De zorgkantoren hebben in de Regiomonitor Verpleegzorg 2025 voor alle zorgkantoorregio’s in kaart gebracht welke capaciteit er voor verpleegzorg is en hoe deze zich de afgelopen jaren heeft ontwikkeld. Dit jaar is er gekozen voor een andere opzet zodat de monitor een beter inzicht geeft in de bestaande capaciteit. Zowel als het gaat over verblijf (intramuraal) als extramuraal, de ontwikkeling hiervan over de jaren heen en de verwachte noodzakelijke ontwikkeling op basis van de zorgvraagprognose. Zorgkantoren gebruiken de regiomonitors om regionaal met zorgaanbieders, gemeenten en woningbouwcorporaties het gesprek aan te gaan over de noodzakelijke capaciteitsontwikkeling. Om in de toekomst in passende zorg voor mensen met een Wlz-indicatie te blijven voorzien.

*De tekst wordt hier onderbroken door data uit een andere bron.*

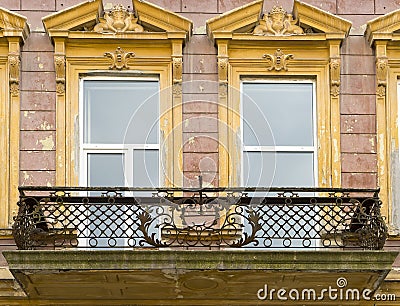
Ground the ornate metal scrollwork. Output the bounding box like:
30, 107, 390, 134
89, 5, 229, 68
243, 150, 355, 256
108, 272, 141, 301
13, 187, 388, 249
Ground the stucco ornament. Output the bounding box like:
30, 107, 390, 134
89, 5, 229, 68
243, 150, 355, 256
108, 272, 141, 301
263, 49, 294, 71
93, 4, 143, 33
253, 6, 304, 36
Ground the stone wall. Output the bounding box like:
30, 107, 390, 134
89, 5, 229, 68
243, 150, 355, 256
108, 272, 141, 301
0, 0, 394, 187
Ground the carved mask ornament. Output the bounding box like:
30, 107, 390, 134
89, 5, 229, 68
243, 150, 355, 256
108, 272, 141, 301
93, 4, 143, 33
253, 6, 304, 36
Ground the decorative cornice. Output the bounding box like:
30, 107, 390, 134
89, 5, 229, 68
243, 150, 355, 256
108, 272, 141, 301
263, 49, 294, 71
253, 6, 304, 36
93, 4, 143, 33
42, 0, 192, 40
0, 8, 30, 40
104, 47, 135, 70
364, 10, 400, 46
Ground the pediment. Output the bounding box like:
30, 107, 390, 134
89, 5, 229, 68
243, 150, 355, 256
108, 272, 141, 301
0, 7, 29, 39
365, 9, 400, 45
207, 0, 351, 40
42, 0, 192, 38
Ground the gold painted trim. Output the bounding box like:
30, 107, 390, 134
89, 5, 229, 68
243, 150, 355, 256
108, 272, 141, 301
364, 10, 400, 225
206, 0, 351, 187
43, 0, 192, 187
0, 8, 29, 228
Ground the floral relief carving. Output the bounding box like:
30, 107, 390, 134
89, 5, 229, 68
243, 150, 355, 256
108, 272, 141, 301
376, 57, 388, 97
218, 57, 228, 82
54, 55, 65, 94
104, 47, 135, 70
329, 58, 340, 97
253, 6, 304, 36
172, 57, 182, 83
8, 54, 21, 96
263, 49, 293, 71
93, 4, 143, 33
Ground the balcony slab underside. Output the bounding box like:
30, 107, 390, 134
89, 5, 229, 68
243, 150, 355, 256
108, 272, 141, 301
4, 249, 398, 305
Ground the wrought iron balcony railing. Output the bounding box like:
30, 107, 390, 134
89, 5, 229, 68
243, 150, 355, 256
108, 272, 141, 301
13, 187, 387, 249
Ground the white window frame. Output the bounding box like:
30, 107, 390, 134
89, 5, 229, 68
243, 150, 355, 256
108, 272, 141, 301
79, 76, 162, 187
240, 78, 318, 187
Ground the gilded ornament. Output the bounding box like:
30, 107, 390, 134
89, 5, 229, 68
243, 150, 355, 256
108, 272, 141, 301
263, 49, 293, 71
93, 4, 143, 33
104, 47, 135, 70
172, 57, 182, 83
253, 6, 304, 36
329, 58, 340, 97
8, 54, 21, 96
54, 55, 65, 94
218, 57, 228, 82
376, 57, 388, 86
376, 85, 386, 97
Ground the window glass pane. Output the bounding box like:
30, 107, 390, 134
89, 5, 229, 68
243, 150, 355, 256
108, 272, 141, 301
242, 82, 314, 146
133, 150, 159, 187
243, 152, 314, 187
87, 153, 125, 187
83, 80, 159, 144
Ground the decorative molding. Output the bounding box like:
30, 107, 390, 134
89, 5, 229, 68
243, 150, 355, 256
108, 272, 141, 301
375, 57, 388, 97
218, 83, 228, 98
93, 4, 143, 33
253, 6, 304, 36
172, 83, 182, 98
172, 56, 183, 83
104, 47, 135, 70
218, 57, 229, 82
8, 54, 21, 97
329, 57, 340, 97
54, 55, 65, 95
263, 49, 294, 71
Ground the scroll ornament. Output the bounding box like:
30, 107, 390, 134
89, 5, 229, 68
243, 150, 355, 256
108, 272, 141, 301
8, 54, 21, 96
104, 47, 135, 70
54, 55, 65, 94
329, 58, 340, 97
93, 4, 143, 33
263, 49, 293, 71
253, 6, 304, 36
376, 57, 388, 97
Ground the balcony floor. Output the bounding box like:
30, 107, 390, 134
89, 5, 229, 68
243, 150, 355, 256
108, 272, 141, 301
0, 249, 397, 305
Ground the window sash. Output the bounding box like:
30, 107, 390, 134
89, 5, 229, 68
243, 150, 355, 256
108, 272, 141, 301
240, 79, 318, 187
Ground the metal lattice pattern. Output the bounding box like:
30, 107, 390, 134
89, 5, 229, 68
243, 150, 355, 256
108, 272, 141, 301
13, 187, 387, 249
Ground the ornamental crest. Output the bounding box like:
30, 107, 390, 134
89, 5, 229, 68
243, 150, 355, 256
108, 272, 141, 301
253, 6, 304, 36
93, 4, 143, 33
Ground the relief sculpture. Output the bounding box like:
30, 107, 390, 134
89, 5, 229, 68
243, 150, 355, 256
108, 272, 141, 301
253, 6, 304, 36
93, 4, 143, 33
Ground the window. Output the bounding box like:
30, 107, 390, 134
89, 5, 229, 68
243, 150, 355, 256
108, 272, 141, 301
207, 1, 351, 187
80, 78, 160, 187
241, 81, 317, 187
43, 0, 192, 187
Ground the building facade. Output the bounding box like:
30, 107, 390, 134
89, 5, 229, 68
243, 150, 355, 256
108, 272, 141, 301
0, 0, 400, 305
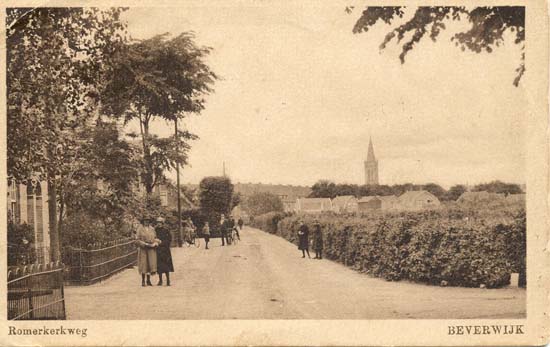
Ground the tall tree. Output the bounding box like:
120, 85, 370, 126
346, 6, 525, 86
102, 33, 217, 194
199, 177, 233, 227
6, 7, 125, 260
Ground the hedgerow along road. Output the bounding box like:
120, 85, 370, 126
65, 227, 526, 320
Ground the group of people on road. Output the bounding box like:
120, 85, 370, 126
134, 215, 244, 287
135, 217, 174, 287
298, 220, 323, 259
220, 214, 244, 246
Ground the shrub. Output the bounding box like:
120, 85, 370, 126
260, 206, 526, 288
8, 223, 36, 266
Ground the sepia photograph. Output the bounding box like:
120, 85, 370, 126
3, 1, 548, 345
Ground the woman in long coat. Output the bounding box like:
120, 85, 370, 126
155, 217, 174, 286
202, 222, 210, 249
313, 223, 323, 259
135, 220, 158, 287
298, 222, 311, 258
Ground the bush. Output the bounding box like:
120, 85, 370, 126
254, 207, 526, 288
8, 223, 36, 266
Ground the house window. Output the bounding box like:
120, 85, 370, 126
27, 182, 34, 227
8, 179, 19, 223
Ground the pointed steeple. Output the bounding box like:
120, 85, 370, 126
367, 138, 376, 163
365, 138, 378, 185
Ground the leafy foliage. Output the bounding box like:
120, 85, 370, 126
253, 205, 526, 288
6, 7, 125, 181
352, 6, 525, 86
447, 184, 466, 201
102, 33, 217, 194
472, 181, 522, 195
8, 223, 36, 266
199, 176, 233, 229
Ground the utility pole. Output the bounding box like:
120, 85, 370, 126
174, 117, 182, 247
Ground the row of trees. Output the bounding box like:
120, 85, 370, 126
7, 7, 217, 260
309, 180, 522, 201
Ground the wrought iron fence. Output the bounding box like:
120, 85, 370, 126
63, 238, 137, 285
8, 262, 66, 320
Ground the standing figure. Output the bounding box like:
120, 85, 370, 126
298, 222, 311, 258
155, 217, 174, 286
135, 218, 159, 287
220, 214, 228, 246
202, 222, 210, 249
313, 221, 323, 259
230, 218, 241, 241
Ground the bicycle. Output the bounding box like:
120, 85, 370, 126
230, 228, 240, 245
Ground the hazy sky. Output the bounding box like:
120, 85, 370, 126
126, 1, 528, 186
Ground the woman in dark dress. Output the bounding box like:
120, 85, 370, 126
298, 222, 311, 258
155, 217, 174, 286
313, 222, 323, 259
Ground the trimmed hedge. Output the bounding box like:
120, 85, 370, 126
254, 207, 526, 288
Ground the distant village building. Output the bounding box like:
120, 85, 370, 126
332, 195, 358, 213
398, 190, 441, 211
7, 179, 50, 264
365, 139, 378, 185
357, 196, 382, 212
295, 198, 332, 213
233, 183, 311, 212
133, 180, 196, 211
378, 195, 399, 211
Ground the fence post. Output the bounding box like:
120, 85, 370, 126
27, 287, 34, 319
59, 265, 67, 320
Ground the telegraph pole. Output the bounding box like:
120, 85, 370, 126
174, 117, 182, 247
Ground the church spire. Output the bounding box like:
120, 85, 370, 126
365, 138, 378, 185
367, 138, 376, 162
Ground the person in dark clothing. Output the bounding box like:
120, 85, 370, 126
202, 222, 210, 249
313, 222, 323, 259
220, 214, 231, 246
231, 218, 241, 241
298, 222, 311, 258
155, 217, 174, 286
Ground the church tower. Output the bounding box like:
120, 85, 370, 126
365, 139, 378, 185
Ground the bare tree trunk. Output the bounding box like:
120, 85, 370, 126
47, 174, 61, 261
57, 178, 65, 250
139, 115, 153, 196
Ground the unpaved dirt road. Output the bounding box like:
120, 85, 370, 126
65, 228, 526, 320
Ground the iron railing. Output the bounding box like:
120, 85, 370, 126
8, 262, 66, 320
63, 238, 137, 285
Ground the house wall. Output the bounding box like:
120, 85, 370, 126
8, 181, 51, 264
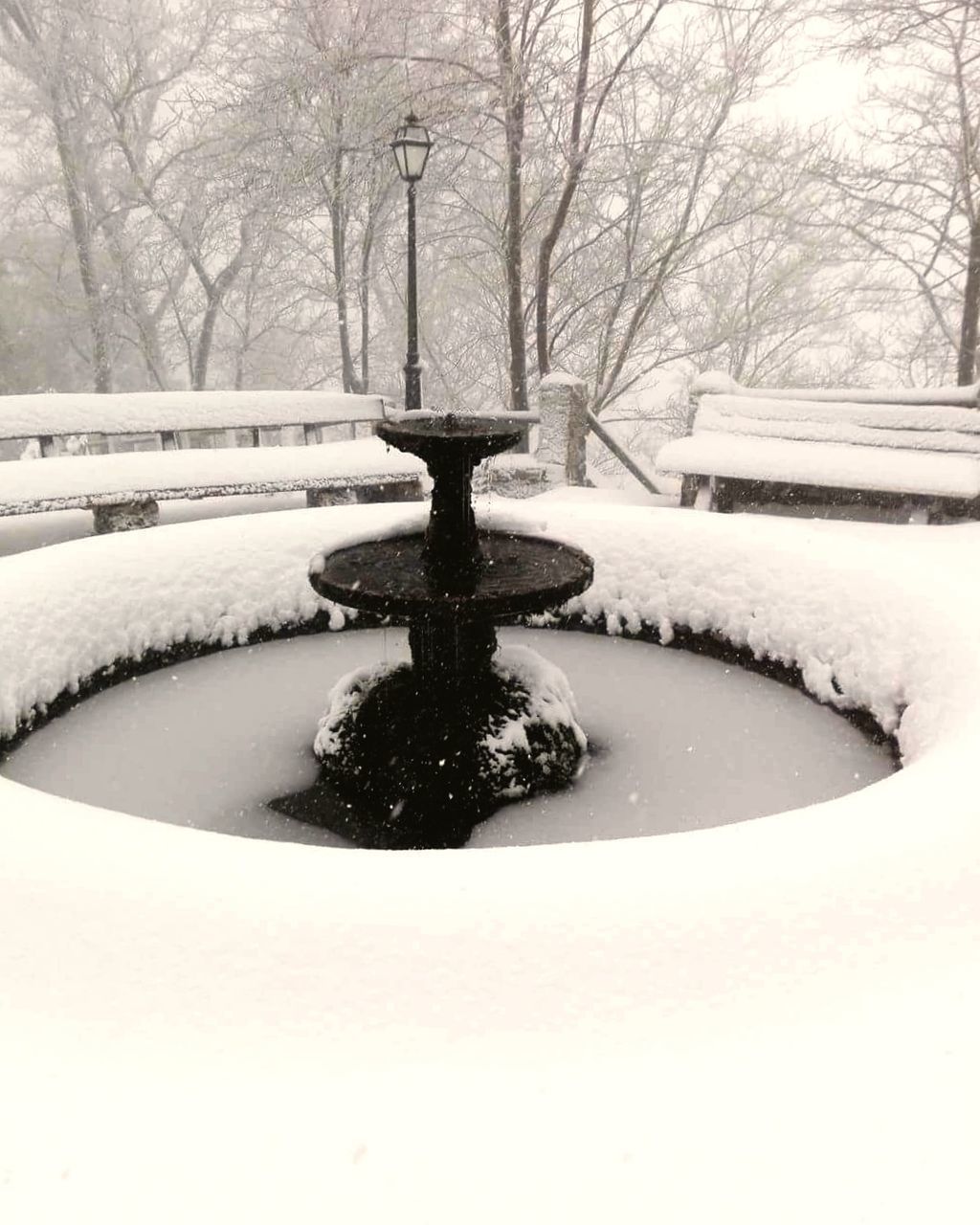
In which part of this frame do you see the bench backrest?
[0,390,386,438]
[691,370,980,408]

De landelijke regiomonitor van de Menzis Zorgkantoor regio’s vindt u op de website van ZN.
Taak zorgkantoren onder toenemende druk
De 31 regiomonitors en de landelijke monitor geven een indicatie van hoe het aantal verpleegzorgplekken zich de komende jaren moet ontwikkelen. Zorgkantoren hebben de verantwoordelijkheid om zorg in te kopen binnen de Wet langdurige zorg die toegankelijk, betaalbaar en kwalitatief goed is. Zij zien dat hun taak op deze drie vlakken onder toenemende druk staat als gevolg van de stijgende zorgvraag. De landelijke monitor geeft voor de toegankelijkheid de ontwikkeling weer van de capaciteit van verpleegzorg.
Andere opzet monitor
In tegenstelling tot de voorgaande monitors staan de zorgkantoren in deze monitor niet stil bij de plannen voor capaciteitsontwikkeling en de voortgang hiervan. Hiervoor is gekozen omdat vanuit het programma Wonen en zorg verschillende landelijke monitorinstrumenten worden ontwikkeld waarmee landelijk zicht komt op de plannen voor capaciteitsontwikkeling voor ouderenhuisvesting. Gezien deze ontwikkeling is besloten hiervoor niet een aparte uitvraag bij zorgaanbieders te doen ten behoeve van deze regiomonitor.
Noodzaak versnelling capaciteitsontwikkeling blijft
In lijn met de ingezette beweging ‘Thuis, als het kan’ zien de zorgkantoren dat de groeiende zorgvraag in de Wlz in toenemende mate extramuraal wordt opgevangen. Er is een sterke groei in zowel geclusterde als ongeclusterde zorgverlening in de thuissituatie. Zowel de geclusterde als ongeclusterde capaciteit is sinds 2019 bijna verdubbeld. Ondanks deze groei is de conclusie dat richting 2030 nog een versnelling nodig is om de in het programma Wonen en zorg afgesproken doelstelling van 40.000 extra zorggeschikte woningen te bereiken. Gezien de verwachte zorgvraag is het noodzakelijk dat deze extra capaciteit er komt.
Zorgkantoren blijven als partij in de regio vanuit hun rol actief meedenken over de ontwikkeling van zorggeschikte capaciteit en deze ook monitoren. Daarnaast zetten zij zich als zorginkoper in voor de passende inzet van zorg. Verder pleiten zij in dit kader voor aanpassingen in wet- en regelgeving die de beweging ‘zelf, thuis en digitaal – als het kan’ faciliteren, zodat de zorg ook in de toekomst toegankelijk blijft. Hierbij moet gedacht worden aan het meewegen van de sociale context bij het bepalen van de noodzakelijke zorginzet en aanpassingen in de leveringsvormen en bekostiging voor zorg thuis in de Wlz.